1

Let's say we have a large company X which stores private user information. For example an e-mail provider, or social network provider. I mainly have GMail and Facebook in mind. So the company has thousands of employees. Let's further suppose that X uses Linux for all their machines (from my understanding this is indeed the case with Google and Facebook for their server machines).

Now, from my understanding, X would usually have some data-centers which contain many server machines, and the user data would be stored on those machines. Let's say we have some machine with user-data on it. It may be encrypted when stored, but it should be decryptable if it is going to be returned to the user at some point. So it would seem like a sysadmin with sufficient access rights could access that user-data.

Now, I understand that in such a company most employees would not have access rights to user information, and those who do would be subject to logging of their access to resources. However, wouldn't there always be at least one person/sysadmin who has superuser access to a given machine? and such a person could access user information and also have control of the logging functionality on that machine, so would be able to do that without traces?

Is my analysis correct? I am mostly wondering if such companies who store user data, would have such sysadmins who have superuser access to user-data and logging and so would be able to retrieve user data without leaving traces?

If this analysis is correct, who would usually have such permission? would it be just some low-ranking sysadmin? maybe only the Chief Information Security Officer?

If the analysis is incorrect, how do they set-up a situation where there is no single person/insider that is able to abuse user-data in the way I described? Some ideas I have for how this could perhaps be done: (1) require authentication from more than one person. (2) keep the user-data on one machine, with one sysadmin, and the decryption key on a separate machine which has another sysadmin (so again it would require a collusion of two insiders to abuse the data)

proggie165
  • 111
  • 2

3 Answers3

2

First off, most companies do not employ (or follow) all the necessary procedures for preventing users from accessing data that they shouldn't be able to access.

Assuming that company X does follow the necessary procedures, these procedures would be built around a few fundamental principles:

Need-to-know access
Every user has access to the information that is mandatory given their job duties. Given that this principle is followed properly, even sysadmins should not have access to user data beyond their job duties.

Separation of duties
Every user is assigned duties that are not overlapping so that conflicts of interest are avoided. For example a sysadmin that can alter user permissions can view log files but cannot delete log entries.

Four-eye principle or Two man rule
Critical procedures must be reviewed by two individuals before taking place. This ensures that a malicious insider will not act alone. For example, if a sysadmin wishes to alter user permissions, they would need authorisation from an additional sysadmin or user to do so.

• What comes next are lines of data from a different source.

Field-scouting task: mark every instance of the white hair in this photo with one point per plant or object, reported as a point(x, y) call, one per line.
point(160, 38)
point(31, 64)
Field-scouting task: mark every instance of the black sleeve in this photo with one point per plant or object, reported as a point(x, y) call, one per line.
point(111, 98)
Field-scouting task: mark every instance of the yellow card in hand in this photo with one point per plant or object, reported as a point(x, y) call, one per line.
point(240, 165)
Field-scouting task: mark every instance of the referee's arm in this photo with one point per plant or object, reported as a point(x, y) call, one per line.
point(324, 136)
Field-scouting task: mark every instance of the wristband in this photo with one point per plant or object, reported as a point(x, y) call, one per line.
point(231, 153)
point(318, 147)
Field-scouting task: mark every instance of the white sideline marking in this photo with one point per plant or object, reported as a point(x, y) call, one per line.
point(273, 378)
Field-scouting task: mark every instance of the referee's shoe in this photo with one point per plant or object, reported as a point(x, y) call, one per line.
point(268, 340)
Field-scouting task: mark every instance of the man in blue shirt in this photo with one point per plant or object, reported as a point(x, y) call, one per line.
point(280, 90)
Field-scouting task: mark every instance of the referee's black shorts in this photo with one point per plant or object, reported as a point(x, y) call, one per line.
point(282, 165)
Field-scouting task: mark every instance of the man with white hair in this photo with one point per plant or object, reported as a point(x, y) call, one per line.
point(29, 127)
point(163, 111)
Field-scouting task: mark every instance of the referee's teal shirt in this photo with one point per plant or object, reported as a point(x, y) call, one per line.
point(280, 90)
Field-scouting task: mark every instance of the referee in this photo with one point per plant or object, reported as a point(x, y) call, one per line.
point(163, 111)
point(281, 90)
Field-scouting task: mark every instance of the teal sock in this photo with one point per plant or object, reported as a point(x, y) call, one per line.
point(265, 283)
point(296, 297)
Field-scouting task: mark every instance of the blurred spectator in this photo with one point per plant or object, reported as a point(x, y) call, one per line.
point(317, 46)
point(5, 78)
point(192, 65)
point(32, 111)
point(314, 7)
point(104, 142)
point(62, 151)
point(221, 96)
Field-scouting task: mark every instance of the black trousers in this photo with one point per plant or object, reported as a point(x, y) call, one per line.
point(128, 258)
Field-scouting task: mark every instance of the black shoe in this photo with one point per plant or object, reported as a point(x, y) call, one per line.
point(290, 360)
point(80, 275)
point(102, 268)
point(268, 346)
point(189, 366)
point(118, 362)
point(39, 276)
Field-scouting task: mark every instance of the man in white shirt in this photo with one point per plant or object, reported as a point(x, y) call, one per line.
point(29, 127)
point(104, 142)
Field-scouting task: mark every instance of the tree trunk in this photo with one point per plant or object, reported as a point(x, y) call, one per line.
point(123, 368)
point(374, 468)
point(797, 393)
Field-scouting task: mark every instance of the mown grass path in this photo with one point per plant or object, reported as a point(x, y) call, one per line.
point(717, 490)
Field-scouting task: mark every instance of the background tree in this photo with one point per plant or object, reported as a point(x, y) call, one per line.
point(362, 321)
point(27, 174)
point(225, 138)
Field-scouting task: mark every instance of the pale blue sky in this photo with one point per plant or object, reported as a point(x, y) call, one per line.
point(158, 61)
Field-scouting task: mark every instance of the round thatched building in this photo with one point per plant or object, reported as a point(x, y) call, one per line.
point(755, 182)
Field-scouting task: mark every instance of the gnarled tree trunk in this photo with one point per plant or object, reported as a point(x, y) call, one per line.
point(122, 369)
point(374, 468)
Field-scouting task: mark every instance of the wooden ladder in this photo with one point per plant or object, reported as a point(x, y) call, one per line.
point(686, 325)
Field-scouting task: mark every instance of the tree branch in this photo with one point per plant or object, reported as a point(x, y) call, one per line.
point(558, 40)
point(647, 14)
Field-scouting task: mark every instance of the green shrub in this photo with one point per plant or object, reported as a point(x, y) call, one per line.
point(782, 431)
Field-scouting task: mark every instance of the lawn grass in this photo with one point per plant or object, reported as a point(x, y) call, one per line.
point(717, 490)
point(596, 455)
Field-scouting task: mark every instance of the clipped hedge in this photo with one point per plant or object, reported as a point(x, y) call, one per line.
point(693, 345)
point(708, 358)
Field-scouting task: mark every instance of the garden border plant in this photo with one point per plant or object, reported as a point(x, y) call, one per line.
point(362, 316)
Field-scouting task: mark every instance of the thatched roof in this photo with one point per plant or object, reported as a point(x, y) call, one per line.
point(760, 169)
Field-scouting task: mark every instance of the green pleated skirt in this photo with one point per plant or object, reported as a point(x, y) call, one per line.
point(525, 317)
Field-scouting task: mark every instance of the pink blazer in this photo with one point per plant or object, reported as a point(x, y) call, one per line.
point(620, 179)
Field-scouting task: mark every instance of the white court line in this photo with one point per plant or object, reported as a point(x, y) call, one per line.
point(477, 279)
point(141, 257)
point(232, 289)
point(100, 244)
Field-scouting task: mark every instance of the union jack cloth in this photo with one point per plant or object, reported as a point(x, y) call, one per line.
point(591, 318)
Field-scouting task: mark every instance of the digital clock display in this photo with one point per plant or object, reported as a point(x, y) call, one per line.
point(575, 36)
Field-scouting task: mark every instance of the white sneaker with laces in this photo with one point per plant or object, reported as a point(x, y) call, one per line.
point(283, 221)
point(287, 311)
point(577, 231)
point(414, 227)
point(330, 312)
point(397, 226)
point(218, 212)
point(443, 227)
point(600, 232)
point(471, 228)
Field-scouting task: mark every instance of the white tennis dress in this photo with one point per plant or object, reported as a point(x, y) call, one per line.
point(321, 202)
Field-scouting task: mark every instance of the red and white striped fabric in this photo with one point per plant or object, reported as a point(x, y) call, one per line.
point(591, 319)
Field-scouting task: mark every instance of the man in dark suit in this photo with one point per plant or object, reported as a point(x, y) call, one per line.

Data pseudonymization or anonymization If for any reason, sensitive data are presented to a user (i.e. a spreadsheet that presents both sensitive and non-sensitive data), the data which is not relevant to your duties will be pseudonymized (i.e. replaced with pseudonyms) or anonymized (i.e. redacted or encrypted).

jonna_983
  • 84
  • 6
1

So basically you question is "What actions / policies can be enacted by a company to limit abuse and misuse of private (user) data?"

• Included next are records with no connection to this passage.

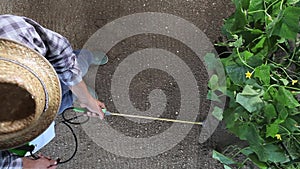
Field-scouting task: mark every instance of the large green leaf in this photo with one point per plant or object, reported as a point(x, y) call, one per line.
point(250, 99)
point(222, 158)
point(236, 73)
point(250, 133)
point(269, 152)
point(257, 162)
point(218, 113)
point(256, 7)
point(270, 112)
point(211, 95)
point(290, 124)
point(272, 130)
point(263, 73)
point(275, 154)
point(286, 98)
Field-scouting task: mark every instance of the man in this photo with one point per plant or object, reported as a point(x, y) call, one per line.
point(68, 65)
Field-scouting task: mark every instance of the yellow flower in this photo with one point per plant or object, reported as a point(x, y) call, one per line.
point(278, 136)
point(248, 75)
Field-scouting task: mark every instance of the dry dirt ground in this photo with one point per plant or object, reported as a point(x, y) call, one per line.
point(78, 20)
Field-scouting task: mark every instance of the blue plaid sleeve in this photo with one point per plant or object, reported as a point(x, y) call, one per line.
point(53, 46)
point(10, 161)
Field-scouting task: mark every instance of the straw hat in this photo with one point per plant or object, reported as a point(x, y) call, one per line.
point(30, 94)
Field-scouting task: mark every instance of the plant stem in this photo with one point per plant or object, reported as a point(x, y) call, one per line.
point(242, 60)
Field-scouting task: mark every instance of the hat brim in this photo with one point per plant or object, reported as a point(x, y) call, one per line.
point(44, 70)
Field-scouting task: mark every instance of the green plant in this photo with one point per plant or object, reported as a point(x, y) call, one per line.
point(262, 74)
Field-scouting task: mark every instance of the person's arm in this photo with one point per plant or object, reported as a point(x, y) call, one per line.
point(86, 99)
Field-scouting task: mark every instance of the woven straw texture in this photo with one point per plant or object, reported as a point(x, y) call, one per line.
point(29, 128)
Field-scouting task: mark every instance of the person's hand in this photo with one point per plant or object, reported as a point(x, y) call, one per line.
point(42, 163)
point(94, 106)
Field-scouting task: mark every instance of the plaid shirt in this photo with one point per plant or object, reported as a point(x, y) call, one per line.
point(54, 47)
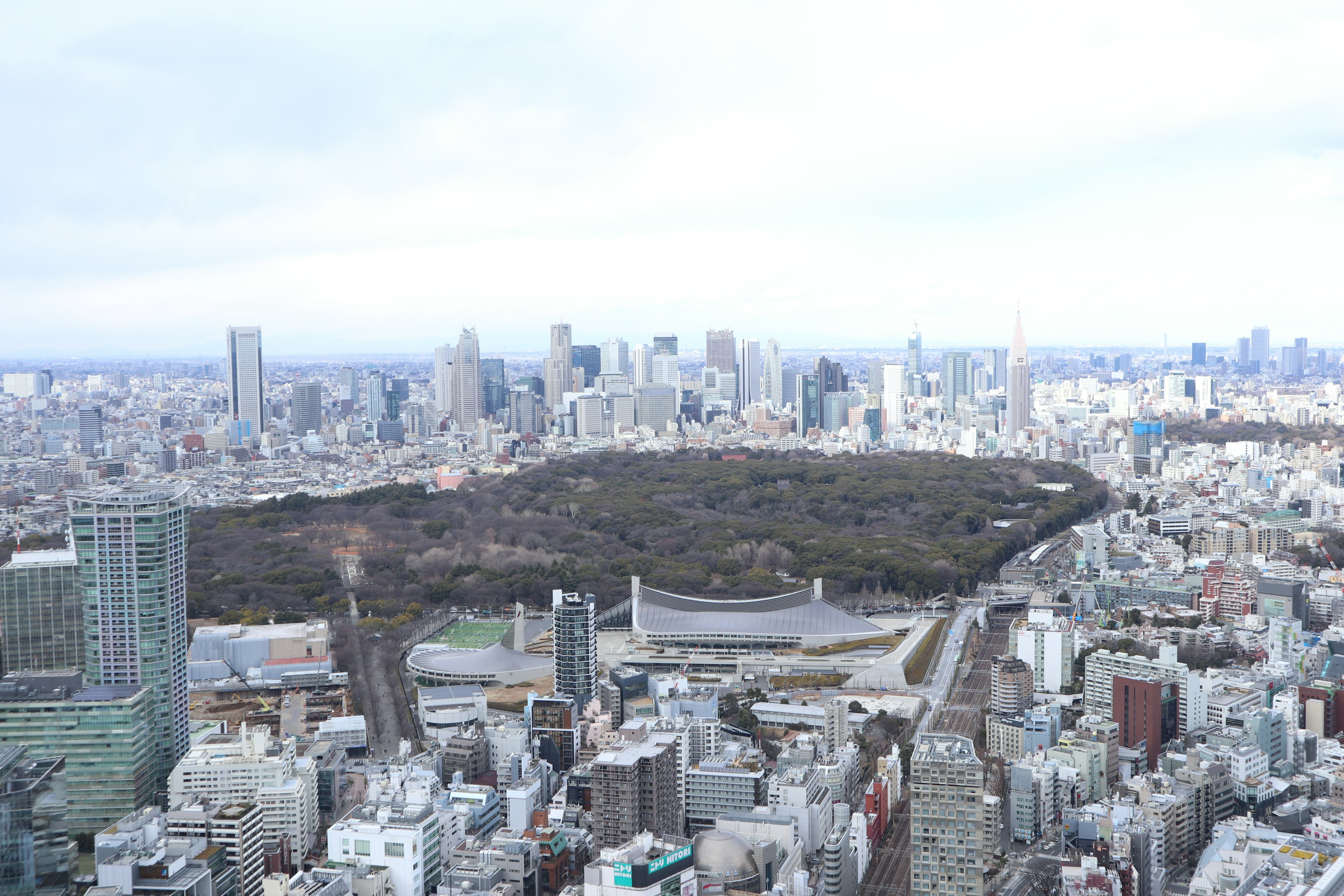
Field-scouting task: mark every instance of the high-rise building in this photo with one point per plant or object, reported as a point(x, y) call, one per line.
point(41, 612)
point(91, 429)
point(720, 350)
point(1104, 667)
point(1011, 686)
point(1019, 383)
point(443, 378)
point(1148, 713)
point(1148, 447)
point(1260, 347)
point(103, 733)
point(655, 406)
point(525, 410)
point(253, 768)
point(915, 363)
point(34, 839)
point(772, 375)
point(574, 636)
point(834, 378)
point(557, 369)
point(875, 371)
point(667, 371)
point(616, 357)
point(306, 407)
point(749, 371)
point(589, 358)
point(1046, 644)
point(562, 342)
point(835, 718)
point(467, 381)
point(132, 550)
point(494, 386)
point(635, 788)
point(947, 789)
point(347, 389)
point(894, 383)
point(246, 405)
point(956, 379)
point(808, 402)
point(236, 828)
point(376, 390)
point(996, 367)
point(555, 722)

Well, there are in fact several industry standard approaches for this. I will list a few below with a short explanation to what they are after:

  • 4 eye's principle
  • Shamir's Secret Sharing algorithm.
  • multi-factor access control.
  • Smart card keys.
  • NDA's
  • Ethical rules.

    1. the 4 eye's principle (or two man rule) basically means that in order to do any action you need to have 2 people together to do said action (1 to perform and 1 to sanction).

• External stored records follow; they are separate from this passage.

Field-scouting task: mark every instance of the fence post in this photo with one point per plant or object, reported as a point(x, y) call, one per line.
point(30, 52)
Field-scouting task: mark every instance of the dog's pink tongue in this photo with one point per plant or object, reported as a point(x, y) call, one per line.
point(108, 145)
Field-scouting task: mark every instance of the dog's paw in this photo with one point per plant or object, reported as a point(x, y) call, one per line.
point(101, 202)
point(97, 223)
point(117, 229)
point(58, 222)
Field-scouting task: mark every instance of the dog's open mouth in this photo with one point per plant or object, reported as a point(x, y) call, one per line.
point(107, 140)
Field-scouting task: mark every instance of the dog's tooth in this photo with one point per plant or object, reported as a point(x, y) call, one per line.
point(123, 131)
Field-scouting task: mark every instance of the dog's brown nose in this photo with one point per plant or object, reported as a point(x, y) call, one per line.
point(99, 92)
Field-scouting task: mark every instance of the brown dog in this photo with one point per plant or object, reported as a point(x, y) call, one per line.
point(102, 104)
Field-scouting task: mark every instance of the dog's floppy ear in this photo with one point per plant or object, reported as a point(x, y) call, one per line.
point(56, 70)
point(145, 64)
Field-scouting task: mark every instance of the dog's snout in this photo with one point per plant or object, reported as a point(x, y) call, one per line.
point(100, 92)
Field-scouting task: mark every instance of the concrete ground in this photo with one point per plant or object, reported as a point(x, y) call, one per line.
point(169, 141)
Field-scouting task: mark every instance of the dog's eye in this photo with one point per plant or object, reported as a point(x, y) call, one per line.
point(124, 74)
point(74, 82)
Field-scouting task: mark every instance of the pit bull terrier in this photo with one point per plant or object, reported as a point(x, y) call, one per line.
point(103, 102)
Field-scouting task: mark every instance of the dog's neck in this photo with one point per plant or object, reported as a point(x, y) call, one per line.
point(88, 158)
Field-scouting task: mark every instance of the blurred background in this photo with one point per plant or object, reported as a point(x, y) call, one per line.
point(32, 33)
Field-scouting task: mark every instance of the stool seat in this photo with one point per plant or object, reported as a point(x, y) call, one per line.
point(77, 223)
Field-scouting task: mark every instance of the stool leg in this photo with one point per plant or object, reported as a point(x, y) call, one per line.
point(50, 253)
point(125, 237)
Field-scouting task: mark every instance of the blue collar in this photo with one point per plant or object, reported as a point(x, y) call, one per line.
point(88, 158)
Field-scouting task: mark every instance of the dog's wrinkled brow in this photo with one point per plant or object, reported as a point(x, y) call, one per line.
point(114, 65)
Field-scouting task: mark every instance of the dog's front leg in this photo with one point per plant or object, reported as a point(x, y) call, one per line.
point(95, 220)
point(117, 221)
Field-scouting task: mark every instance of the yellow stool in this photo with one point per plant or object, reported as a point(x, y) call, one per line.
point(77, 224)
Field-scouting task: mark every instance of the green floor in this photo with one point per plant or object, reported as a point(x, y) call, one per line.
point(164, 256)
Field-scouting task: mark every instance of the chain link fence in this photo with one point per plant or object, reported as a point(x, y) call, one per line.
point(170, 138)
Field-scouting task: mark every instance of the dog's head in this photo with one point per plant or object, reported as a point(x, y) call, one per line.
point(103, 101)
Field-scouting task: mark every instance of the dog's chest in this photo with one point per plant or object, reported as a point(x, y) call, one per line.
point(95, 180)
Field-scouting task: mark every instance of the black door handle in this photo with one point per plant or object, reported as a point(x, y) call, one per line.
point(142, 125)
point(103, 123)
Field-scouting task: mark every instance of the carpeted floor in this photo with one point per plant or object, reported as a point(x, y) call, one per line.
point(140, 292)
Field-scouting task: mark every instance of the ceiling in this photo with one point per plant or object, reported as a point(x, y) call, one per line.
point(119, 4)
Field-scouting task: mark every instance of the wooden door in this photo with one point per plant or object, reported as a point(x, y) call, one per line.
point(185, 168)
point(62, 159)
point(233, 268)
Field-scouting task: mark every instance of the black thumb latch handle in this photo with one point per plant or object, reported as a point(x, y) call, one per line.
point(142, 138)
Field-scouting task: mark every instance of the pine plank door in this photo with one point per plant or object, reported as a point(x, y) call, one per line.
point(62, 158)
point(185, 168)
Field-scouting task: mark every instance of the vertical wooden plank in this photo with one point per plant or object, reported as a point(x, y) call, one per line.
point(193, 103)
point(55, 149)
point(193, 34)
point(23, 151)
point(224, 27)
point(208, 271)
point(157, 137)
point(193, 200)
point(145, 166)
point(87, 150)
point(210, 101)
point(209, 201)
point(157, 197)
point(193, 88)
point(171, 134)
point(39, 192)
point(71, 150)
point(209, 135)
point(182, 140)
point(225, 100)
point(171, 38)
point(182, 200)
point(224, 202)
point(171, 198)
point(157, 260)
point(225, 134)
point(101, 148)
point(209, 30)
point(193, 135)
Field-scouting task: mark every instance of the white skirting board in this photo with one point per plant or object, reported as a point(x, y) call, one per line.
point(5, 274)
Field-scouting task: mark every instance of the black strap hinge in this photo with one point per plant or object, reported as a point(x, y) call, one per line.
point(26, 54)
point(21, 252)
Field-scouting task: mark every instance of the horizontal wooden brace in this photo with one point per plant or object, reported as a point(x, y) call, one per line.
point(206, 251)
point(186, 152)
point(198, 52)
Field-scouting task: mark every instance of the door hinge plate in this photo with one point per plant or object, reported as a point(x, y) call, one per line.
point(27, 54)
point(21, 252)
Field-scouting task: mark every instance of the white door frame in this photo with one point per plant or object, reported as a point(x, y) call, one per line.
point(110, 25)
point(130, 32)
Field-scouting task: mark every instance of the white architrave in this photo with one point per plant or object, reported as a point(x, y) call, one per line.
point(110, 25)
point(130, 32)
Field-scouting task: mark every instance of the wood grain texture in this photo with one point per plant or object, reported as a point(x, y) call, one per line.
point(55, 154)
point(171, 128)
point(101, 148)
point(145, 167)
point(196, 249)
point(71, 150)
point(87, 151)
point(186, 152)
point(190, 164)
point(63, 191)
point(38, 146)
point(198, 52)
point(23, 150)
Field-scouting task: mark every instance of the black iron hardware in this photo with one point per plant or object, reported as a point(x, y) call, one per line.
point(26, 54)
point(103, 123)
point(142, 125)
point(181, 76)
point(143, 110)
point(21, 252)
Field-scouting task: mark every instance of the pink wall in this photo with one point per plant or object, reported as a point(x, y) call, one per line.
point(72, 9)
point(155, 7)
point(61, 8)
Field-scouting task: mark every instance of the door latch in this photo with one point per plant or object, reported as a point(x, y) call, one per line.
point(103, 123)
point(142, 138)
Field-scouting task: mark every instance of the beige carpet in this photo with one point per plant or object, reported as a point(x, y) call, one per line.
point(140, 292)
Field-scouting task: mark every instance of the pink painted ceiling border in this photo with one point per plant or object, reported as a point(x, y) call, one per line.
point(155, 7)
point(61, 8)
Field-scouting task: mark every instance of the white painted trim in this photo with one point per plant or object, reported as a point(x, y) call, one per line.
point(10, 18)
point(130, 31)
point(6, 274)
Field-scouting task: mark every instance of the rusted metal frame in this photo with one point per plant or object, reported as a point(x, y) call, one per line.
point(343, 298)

    2. Shamir's Secret Sharing is a way to split up a 'shared' secret so no 1 person has the full secret and n secret keepers need to work together to reconstruct the secret.

    3. multi-factor access controle simple means more than 1 factor to bas eauthentication and authorization on (2fa is commonly used, but more factors can be employed [something you have, something you know, something you are, someplace you are, some action you preform])

    4. Smart card keys or other secret storage devices can be used to limit leaking of the secret. Nitrokey and Yubico have several good products that can do that (as an example of 2).

    5. NDA's, more a legal limit than a technical limit can enforce people to not abuse the private data in any way except for what is specified as proper use.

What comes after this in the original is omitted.